Le neuro-psychiatre Boris Cyrulnik a quant à lui démontré, au travers de travaux récents menés en neurosciences, l'importance de la dimension affective sur le développement de l'enfant. Ainsi, explique-t-il, le devenir de l'enfant est lié à plusieurs "déterminants". Il faut donc "raisonner en termes de système", "intégrer des causalités hétérogènes", donc travailler autour de plusieurs disciplines, et non trouver une seule cause responsable d'une direction. Plus important, "ce qui sculpte le cerveau, ce sont les interactions affectives". Les recherches montrent ainsi, poursuit-il, qu'il y a "atrophie du cortex pré-frontal" dès lors qu'il n'y a pas de souvenirs, de rires, de gronderies... De la même manière, on peut observer une atrophie amygdale, due à "tout ce qui est insupportable", qui sera à l'origine d'une dysfonction cérébrale et d'un trouble relationnel, l'individu percevant alors "tout comme une agression". A contrario, si pour un enfant, "la niche sensorielle est forte" (ce qui correspond à 2 enfants sur 3), celui-ci "va acquérir des facteurs de protection" qui lui permettront de "souffrir, subir et surmonter" alors qu'à l'inverse un autre enfant "se désocialise". Ainsi, conclut-il, "les relations affectives ont une fonction de stimulation du cerveau".

Néanmoins, précise le neuro-psychiatre, une direction "n'est pas irrémédiable". "Lorsqu'un enfant a été isolé, le cerveau a acquis une dysfonction mais cette dysfonction est résiliable", indique-t-il. Ainsi "la violence altère le cerveau", mais dès lors que l'enfant retrouve des bras sécurisants, en peu de temps, il reprend un bon développement, même si cela ne signifie pas qu'il y a "effacement des traces du traumatisme". Les adultes en charge de la protection de l'enfance pourront ainsi "agir sur un point" qui servira de "levier" pour "faire repartir le système". Et dès lors, "en agissant sur l'entourage de l'enfant", "si on donne un sens à ce qui s'est passé", on peut "attaquer un tricotage de résilience".

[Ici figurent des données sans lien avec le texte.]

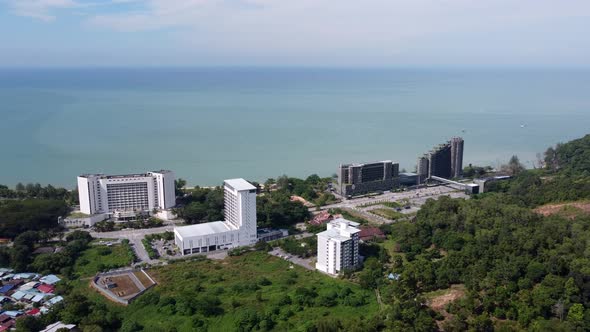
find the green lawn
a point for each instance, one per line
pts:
(387, 213)
(254, 287)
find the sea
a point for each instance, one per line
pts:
(210, 124)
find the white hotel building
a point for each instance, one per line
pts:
(338, 246)
(238, 229)
(102, 194)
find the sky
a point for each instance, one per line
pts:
(365, 33)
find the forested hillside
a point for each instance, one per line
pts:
(521, 270)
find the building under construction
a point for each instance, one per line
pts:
(444, 160)
(359, 179)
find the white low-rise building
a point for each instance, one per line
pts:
(338, 246)
(238, 229)
(101, 194)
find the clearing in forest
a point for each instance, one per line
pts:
(568, 210)
(438, 300)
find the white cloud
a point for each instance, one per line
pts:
(331, 31)
(40, 9)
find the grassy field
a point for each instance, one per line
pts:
(387, 213)
(351, 215)
(100, 257)
(255, 289)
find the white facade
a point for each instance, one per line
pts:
(101, 193)
(238, 229)
(338, 246)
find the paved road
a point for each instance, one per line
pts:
(414, 198)
(135, 236)
(304, 262)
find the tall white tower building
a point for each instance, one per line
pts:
(101, 193)
(240, 209)
(238, 228)
(338, 246)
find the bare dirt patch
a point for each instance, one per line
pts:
(569, 210)
(439, 299)
(125, 286)
(143, 278)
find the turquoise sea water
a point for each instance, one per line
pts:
(212, 124)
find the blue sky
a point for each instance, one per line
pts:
(294, 32)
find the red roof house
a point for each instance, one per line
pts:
(33, 312)
(46, 288)
(321, 218)
(371, 233)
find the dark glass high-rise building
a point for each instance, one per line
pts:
(357, 179)
(445, 161)
(456, 157)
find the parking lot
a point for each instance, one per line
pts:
(304, 262)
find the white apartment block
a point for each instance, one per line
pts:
(100, 194)
(238, 229)
(338, 246)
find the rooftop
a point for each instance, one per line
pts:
(118, 176)
(369, 163)
(239, 184)
(202, 229)
(340, 229)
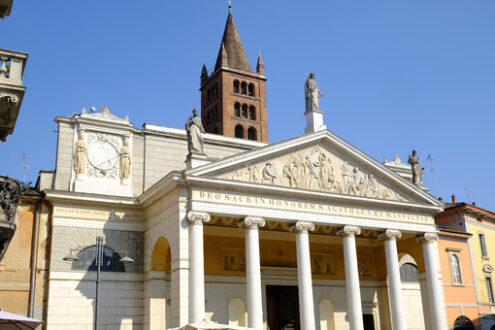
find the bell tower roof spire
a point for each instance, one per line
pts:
(231, 44)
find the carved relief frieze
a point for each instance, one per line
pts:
(315, 169)
(323, 264)
(233, 260)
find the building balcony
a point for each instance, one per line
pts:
(12, 65)
(10, 192)
(5, 7)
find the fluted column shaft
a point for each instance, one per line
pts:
(305, 283)
(352, 277)
(253, 272)
(394, 281)
(196, 265)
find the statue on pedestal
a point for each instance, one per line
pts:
(312, 93)
(125, 160)
(80, 154)
(195, 130)
(416, 168)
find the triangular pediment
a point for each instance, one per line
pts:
(317, 162)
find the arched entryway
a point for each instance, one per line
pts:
(158, 285)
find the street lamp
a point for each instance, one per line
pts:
(99, 262)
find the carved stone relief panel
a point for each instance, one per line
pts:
(315, 169)
(233, 260)
(323, 264)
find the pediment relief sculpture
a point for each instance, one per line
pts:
(315, 169)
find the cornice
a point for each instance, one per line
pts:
(64, 197)
(161, 188)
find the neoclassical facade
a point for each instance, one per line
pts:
(308, 233)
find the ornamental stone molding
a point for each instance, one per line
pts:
(302, 226)
(252, 222)
(198, 218)
(427, 238)
(349, 231)
(390, 234)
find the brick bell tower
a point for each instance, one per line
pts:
(233, 98)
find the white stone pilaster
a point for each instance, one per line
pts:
(354, 308)
(435, 294)
(196, 265)
(305, 283)
(253, 272)
(394, 281)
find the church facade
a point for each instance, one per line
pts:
(307, 233)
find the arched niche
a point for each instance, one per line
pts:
(327, 320)
(237, 313)
(160, 258)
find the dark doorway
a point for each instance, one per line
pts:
(283, 307)
(368, 322)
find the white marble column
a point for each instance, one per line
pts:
(196, 265)
(253, 272)
(394, 282)
(305, 283)
(354, 308)
(435, 294)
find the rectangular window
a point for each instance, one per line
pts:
(484, 252)
(489, 287)
(455, 267)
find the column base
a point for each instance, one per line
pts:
(210, 326)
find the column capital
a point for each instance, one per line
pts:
(349, 230)
(198, 217)
(427, 237)
(390, 234)
(252, 222)
(302, 226)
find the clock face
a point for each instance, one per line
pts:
(103, 155)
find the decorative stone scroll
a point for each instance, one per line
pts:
(349, 230)
(302, 226)
(252, 222)
(198, 217)
(390, 234)
(427, 238)
(315, 169)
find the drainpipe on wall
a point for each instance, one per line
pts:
(34, 258)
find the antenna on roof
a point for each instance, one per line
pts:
(429, 159)
(468, 195)
(25, 164)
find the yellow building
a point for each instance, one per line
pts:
(24, 263)
(480, 223)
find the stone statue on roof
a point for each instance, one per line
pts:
(416, 168)
(312, 93)
(195, 130)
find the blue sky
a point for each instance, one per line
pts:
(396, 75)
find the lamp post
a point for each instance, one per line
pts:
(99, 262)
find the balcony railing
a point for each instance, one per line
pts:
(12, 65)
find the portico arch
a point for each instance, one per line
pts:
(158, 284)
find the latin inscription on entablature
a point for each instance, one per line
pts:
(96, 214)
(310, 207)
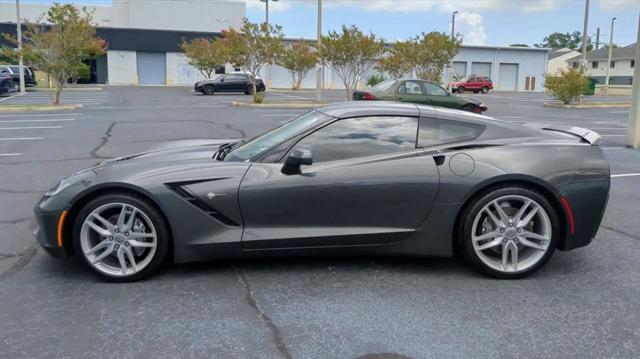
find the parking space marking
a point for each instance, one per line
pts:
(625, 175)
(43, 114)
(31, 128)
(20, 138)
(40, 120)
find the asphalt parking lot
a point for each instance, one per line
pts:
(583, 304)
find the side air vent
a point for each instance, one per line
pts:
(200, 204)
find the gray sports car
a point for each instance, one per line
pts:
(372, 178)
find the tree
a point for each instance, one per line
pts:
(558, 40)
(567, 85)
(254, 46)
(400, 59)
(59, 48)
(205, 55)
(434, 51)
(351, 54)
(298, 59)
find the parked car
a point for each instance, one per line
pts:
(6, 82)
(419, 92)
(475, 83)
(234, 82)
(14, 71)
(357, 178)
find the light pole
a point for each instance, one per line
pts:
(606, 80)
(584, 32)
(319, 72)
(633, 139)
(267, 69)
(20, 60)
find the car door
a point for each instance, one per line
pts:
(411, 91)
(368, 185)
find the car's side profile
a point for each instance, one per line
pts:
(419, 92)
(371, 178)
(233, 82)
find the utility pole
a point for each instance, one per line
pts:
(633, 139)
(606, 80)
(585, 30)
(319, 72)
(23, 89)
(267, 68)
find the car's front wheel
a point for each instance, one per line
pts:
(122, 238)
(509, 232)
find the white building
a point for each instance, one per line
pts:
(559, 59)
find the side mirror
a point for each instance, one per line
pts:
(296, 159)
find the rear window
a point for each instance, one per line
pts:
(434, 132)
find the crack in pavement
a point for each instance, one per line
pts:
(275, 331)
(619, 231)
(23, 259)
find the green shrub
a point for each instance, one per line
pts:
(567, 85)
(375, 79)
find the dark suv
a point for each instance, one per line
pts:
(237, 82)
(14, 71)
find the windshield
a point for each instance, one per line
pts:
(384, 85)
(266, 141)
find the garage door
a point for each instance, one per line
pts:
(481, 68)
(508, 80)
(152, 68)
(459, 69)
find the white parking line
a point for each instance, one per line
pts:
(20, 138)
(40, 120)
(626, 175)
(44, 114)
(31, 128)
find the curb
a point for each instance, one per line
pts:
(292, 104)
(587, 105)
(40, 108)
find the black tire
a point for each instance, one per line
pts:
(469, 108)
(162, 230)
(209, 90)
(473, 208)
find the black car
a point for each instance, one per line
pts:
(14, 71)
(229, 83)
(356, 178)
(6, 83)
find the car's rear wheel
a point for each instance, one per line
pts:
(509, 232)
(469, 107)
(209, 90)
(122, 238)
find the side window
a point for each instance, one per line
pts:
(360, 137)
(411, 88)
(437, 132)
(434, 90)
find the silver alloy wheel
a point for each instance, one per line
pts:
(118, 239)
(511, 233)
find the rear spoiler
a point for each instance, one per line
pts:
(586, 135)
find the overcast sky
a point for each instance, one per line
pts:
(481, 22)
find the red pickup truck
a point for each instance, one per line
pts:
(475, 83)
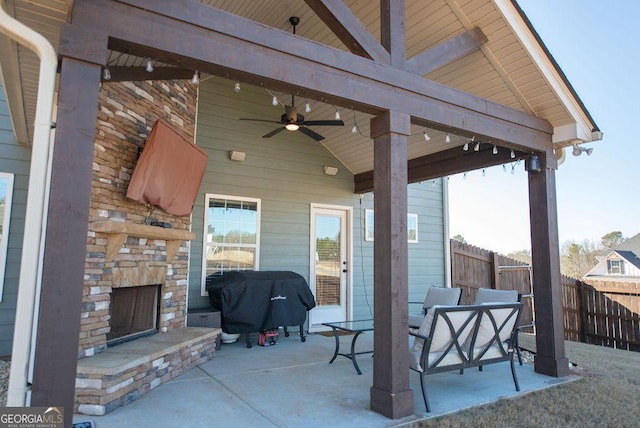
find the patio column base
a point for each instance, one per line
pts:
(393, 405)
(556, 367)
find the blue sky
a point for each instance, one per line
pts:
(595, 43)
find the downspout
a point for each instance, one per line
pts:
(36, 213)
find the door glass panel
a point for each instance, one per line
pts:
(328, 263)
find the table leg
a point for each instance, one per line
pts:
(335, 353)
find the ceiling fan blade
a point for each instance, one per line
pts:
(311, 133)
(324, 123)
(259, 120)
(272, 133)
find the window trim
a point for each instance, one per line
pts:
(207, 198)
(6, 224)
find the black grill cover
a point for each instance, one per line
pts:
(251, 301)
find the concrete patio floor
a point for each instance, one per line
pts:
(291, 384)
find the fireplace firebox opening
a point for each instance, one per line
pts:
(134, 312)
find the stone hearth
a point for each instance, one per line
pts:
(124, 250)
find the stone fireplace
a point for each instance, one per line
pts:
(127, 253)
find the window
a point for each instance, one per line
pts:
(231, 235)
(412, 227)
(6, 192)
(615, 267)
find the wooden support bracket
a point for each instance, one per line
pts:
(117, 234)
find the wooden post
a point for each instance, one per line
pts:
(547, 285)
(390, 394)
(56, 351)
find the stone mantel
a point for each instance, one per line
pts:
(117, 233)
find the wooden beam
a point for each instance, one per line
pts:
(133, 74)
(58, 328)
(279, 60)
(446, 52)
(442, 164)
(349, 29)
(391, 394)
(393, 31)
(550, 357)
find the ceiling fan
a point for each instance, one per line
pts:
(291, 119)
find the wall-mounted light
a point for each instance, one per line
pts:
(577, 150)
(237, 156)
(330, 170)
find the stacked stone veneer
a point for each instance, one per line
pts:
(127, 112)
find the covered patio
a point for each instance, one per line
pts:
(291, 384)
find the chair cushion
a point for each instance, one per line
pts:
(489, 295)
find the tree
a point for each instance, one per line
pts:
(576, 259)
(612, 239)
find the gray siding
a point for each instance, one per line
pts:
(14, 158)
(286, 173)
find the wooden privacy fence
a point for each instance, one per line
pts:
(603, 313)
(598, 312)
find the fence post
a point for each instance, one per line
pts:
(582, 311)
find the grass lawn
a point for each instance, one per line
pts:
(607, 395)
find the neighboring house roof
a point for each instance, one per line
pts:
(510, 65)
(628, 251)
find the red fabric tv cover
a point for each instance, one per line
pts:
(168, 172)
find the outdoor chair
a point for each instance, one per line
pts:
(435, 296)
(489, 295)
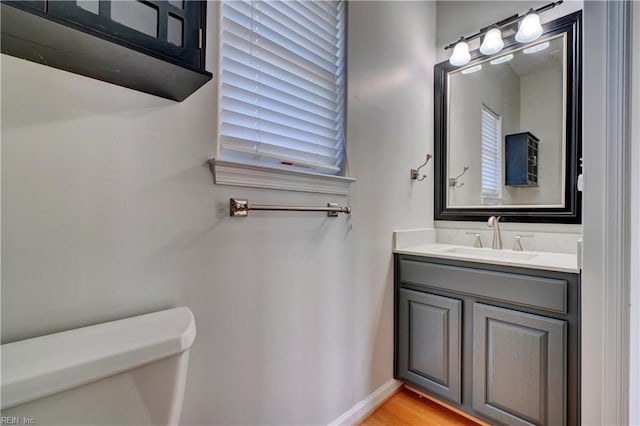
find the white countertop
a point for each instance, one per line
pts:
(562, 262)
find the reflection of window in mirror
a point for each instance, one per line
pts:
(491, 156)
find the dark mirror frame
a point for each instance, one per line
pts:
(572, 211)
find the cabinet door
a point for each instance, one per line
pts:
(519, 367)
(429, 333)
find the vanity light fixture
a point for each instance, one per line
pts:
(537, 48)
(502, 59)
(530, 28)
(492, 43)
(460, 55)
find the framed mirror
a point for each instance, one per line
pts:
(507, 131)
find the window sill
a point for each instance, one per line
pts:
(256, 176)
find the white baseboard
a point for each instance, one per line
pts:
(372, 401)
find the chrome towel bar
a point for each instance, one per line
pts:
(241, 208)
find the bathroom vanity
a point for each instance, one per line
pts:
(499, 342)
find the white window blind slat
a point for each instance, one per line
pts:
(275, 63)
(266, 73)
(281, 100)
(297, 13)
(237, 104)
(262, 124)
(282, 84)
(491, 153)
(242, 13)
(240, 144)
(262, 37)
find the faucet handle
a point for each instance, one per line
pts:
(517, 246)
(478, 241)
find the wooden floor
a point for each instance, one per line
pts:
(409, 408)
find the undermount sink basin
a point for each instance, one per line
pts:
(490, 253)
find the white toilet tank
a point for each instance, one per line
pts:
(127, 372)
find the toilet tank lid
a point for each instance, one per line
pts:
(45, 365)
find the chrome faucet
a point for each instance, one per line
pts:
(497, 238)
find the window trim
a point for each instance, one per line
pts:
(246, 174)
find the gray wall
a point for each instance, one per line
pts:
(108, 210)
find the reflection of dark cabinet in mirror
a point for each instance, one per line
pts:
(570, 211)
(521, 160)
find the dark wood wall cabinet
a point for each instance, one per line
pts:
(521, 159)
(501, 343)
(156, 47)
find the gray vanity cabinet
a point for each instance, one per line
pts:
(519, 369)
(430, 331)
(499, 342)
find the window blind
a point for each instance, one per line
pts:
(282, 84)
(491, 153)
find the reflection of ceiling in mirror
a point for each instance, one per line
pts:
(526, 64)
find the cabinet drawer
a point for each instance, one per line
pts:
(530, 291)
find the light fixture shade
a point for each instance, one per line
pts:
(460, 55)
(530, 28)
(492, 42)
(501, 59)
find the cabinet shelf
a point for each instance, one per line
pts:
(42, 37)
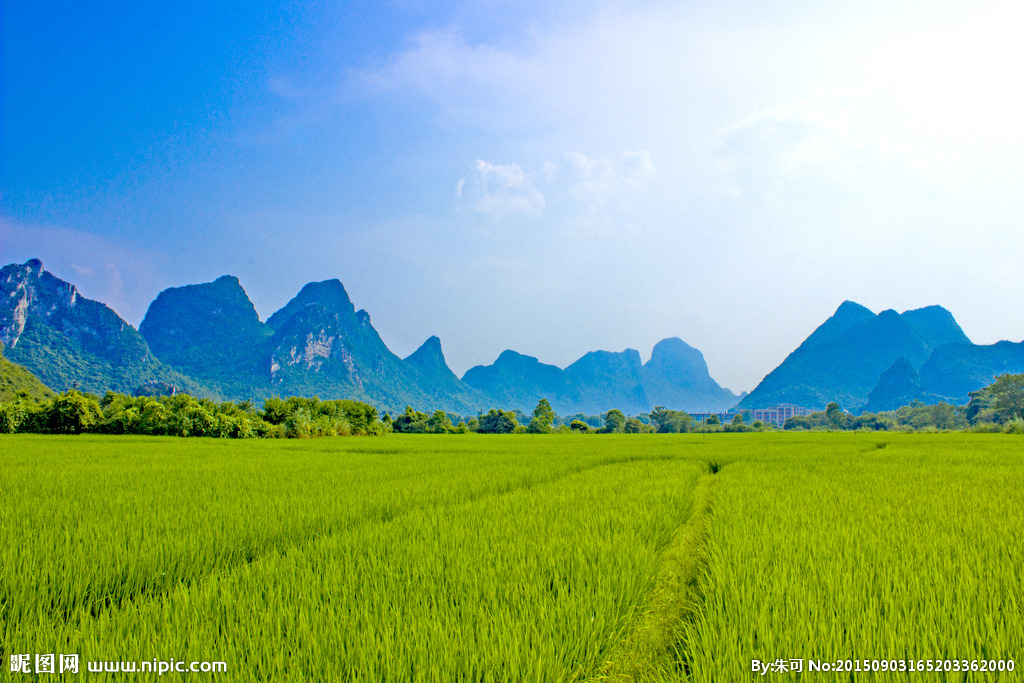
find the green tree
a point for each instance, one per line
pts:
(72, 413)
(439, 423)
(835, 416)
(498, 422)
(544, 418)
(614, 422)
(1009, 393)
(580, 426)
(635, 426)
(670, 422)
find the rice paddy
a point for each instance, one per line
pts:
(515, 558)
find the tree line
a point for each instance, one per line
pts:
(997, 408)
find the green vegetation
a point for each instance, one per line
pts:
(548, 558)
(17, 382)
(75, 413)
(838, 547)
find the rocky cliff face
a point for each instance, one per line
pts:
(675, 377)
(844, 357)
(211, 332)
(68, 340)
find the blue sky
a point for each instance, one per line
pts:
(551, 177)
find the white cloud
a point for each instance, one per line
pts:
(815, 148)
(591, 194)
(498, 190)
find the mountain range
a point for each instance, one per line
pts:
(208, 340)
(880, 361)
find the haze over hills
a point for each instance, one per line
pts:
(318, 344)
(208, 340)
(873, 361)
(67, 340)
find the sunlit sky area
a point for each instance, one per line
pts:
(552, 177)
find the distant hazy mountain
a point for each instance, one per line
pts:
(15, 380)
(898, 386)
(437, 381)
(516, 381)
(66, 339)
(211, 332)
(955, 370)
(843, 358)
(208, 340)
(317, 344)
(675, 377)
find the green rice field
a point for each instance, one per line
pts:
(517, 558)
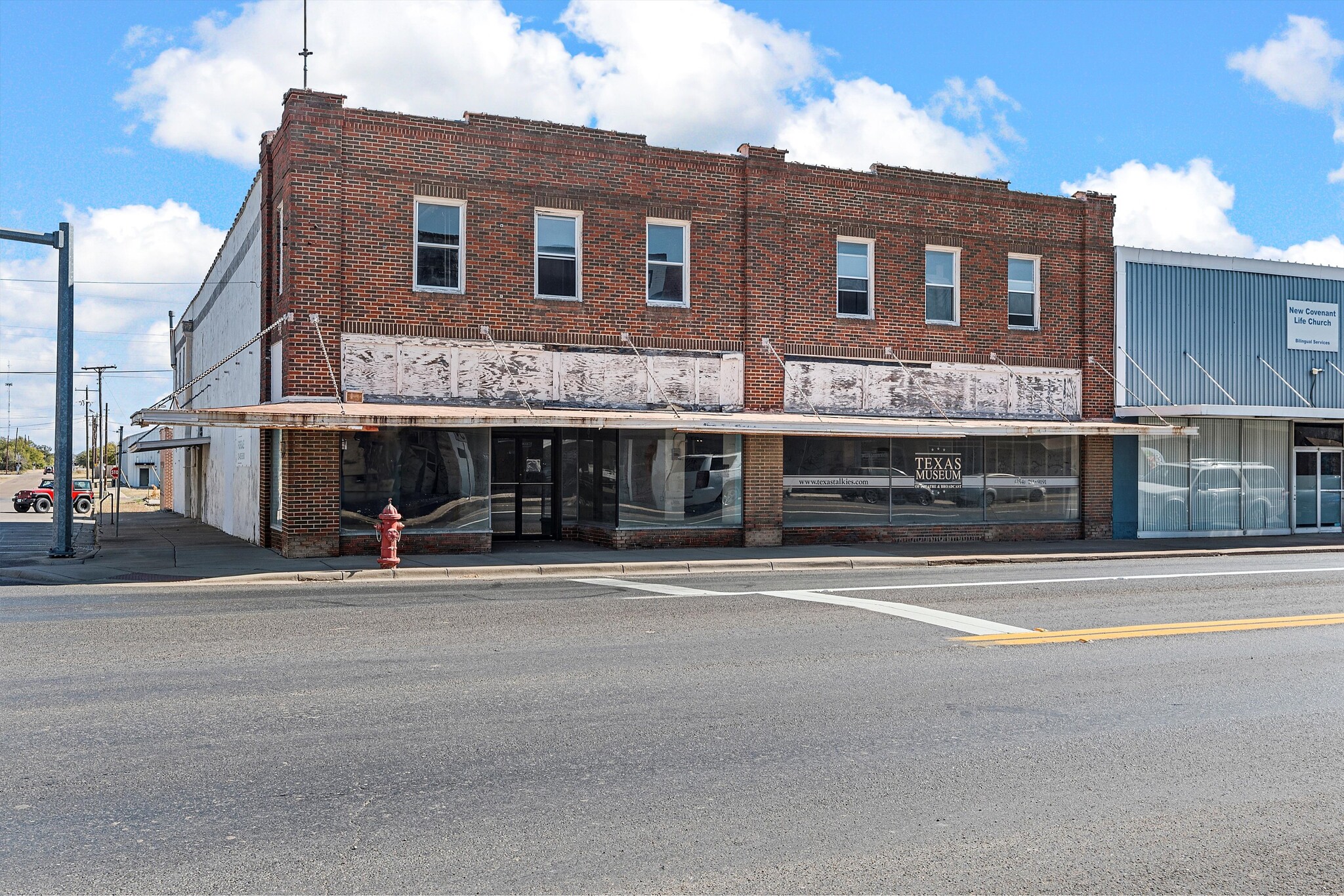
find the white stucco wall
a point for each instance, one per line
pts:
(225, 314)
(413, 367)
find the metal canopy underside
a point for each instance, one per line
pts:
(1300, 413)
(329, 415)
(167, 443)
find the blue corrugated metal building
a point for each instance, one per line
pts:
(1249, 352)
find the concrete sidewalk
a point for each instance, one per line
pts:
(160, 547)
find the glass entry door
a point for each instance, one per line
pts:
(1318, 485)
(523, 485)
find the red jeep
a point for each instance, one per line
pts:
(42, 497)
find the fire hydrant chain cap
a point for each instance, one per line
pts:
(388, 529)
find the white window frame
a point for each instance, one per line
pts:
(873, 284)
(280, 249)
(461, 245)
(956, 285)
(1037, 285)
(686, 262)
(578, 253)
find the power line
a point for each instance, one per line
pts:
(81, 374)
(131, 283)
(105, 332)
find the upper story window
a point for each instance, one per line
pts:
(854, 277)
(438, 245)
(280, 247)
(942, 285)
(668, 250)
(558, 255)
(1024, 292)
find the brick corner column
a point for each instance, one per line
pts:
(1097, 487)
(311, 493)
(165, 472)
(763, 491)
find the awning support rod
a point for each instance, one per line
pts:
(1092, 359)
(1014, 375)
(766, 343)
(238, 351)
(509, 369)
(1210, 378)
(918, 384)
(625, 338)
(316, 321)
(1151, 380)
(1282, 380)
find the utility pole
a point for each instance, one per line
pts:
(102, 437)
(87, 429)
(62, 542)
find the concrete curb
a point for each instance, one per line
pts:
(660, 567)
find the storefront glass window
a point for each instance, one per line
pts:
(1215, 476)
(1234, 476)
(597, 478)
(929, 481)
(1164, 481)
(437, 479)
(679, 480)
(1267, 473)
(1031, 479)
(936, 481)
(832, 481)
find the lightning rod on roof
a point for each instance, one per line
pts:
(305, 51)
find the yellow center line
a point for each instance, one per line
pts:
(1158, 629)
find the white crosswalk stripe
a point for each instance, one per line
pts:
(969, 625)
(658, 590)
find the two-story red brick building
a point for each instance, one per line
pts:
(520, 329)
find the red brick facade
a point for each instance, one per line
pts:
(763, 265)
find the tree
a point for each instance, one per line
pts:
(20, 451)
(109, 456)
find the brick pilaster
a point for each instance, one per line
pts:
(763, 492)
(1096, 485)
(311, 493)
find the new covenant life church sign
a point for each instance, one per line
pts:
(1313, 327)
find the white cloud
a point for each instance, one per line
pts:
(1187, 210)
(1297, 65)
(698, 74)
(117, 323)
(866, 121)
(1299, 68)
(1159, 207)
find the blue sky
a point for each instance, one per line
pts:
(1137, 98)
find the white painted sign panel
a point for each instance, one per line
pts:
(1313, 327)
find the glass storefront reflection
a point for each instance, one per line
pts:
(929, 481)
(1234, 476)
(437, 479)
(679, 480)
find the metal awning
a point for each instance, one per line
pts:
(329, 415)
(1270, 411)
(140, 448)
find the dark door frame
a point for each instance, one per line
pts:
(554, 529)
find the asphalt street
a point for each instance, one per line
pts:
(558, 735)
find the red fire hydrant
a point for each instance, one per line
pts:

Développer "le croisement des regards" pour changer la perception négative que l'on peut avoir des parents

Ludovic Jamet, chargé de mission qualité à l'IDEFHI (Institut départemental de l'Enfance, de la Famille et du Handicap pour l'Insertion) de Seine-et-Marne, donne une conclusion identique à l'issue de sa présentation des résultats d'une recherche-action menée depuis 2017 sur des parcours de jeunes. De cette étude, qui s'appuie sur l'analyse de 100 dossiers de jeunes de 13 à 21 ans et sur des entretiens, il ressort notamment que ceux qui ont été confiés précocement à l'IDEFHI (un peu plus de 3 ans en moyenne), ont connu en moyenne plus de 8 accueils différents, dont près de 4 insuffisamment ou non préparés. Pour cette proportion d'enfants, s'est affichée une "dynamique morbide", avec de nombreuses périodes d'échec, "un refoulement et une grande difficulté à construire un raccordage avec un adulte". Et 80 % d'entre eux ont vécu une hospitalisation en service psychiatrique. En revanche, chez ceux qui connaissent moins de changements d'accueil, s'observe davantage une "dynamique résiliente". Ces derniers ont ainsi "eu accès à leurs émotions", "dans un cadre contenant". Pour autant, explique le chercheur, "ces deux dynamiques ne doivent pas laisser penser qu'ils sont dans des trajectoires prédéterminées". Ainsi, sont toujours possibles des "bifurcations" et c'est, selon lui, "vers cet objectif que doivent tendre les actions des services, les énergies et compétences des professionnels".

Les Assises ont également mis l'accent sur la place à donner aux parents concernés. Des représentants de l'Université populaire des parents d'Albertville sont venus présenter les résultats d'une recherche-action qu'ils ont menée, au travers de questionnaires et d'entretiens, auprès d'étudiants et des citoyens. Face à la façon dont sont perçus ces parents, plus négativement par les étudiants que par les autres, il faudrait, estiment-ils, créer un domaine de compétences sur ce sujet dans les cursus universitaires, favoriser les interventions des parents dans les écoles médico-sociales et développer "le croisement des regards".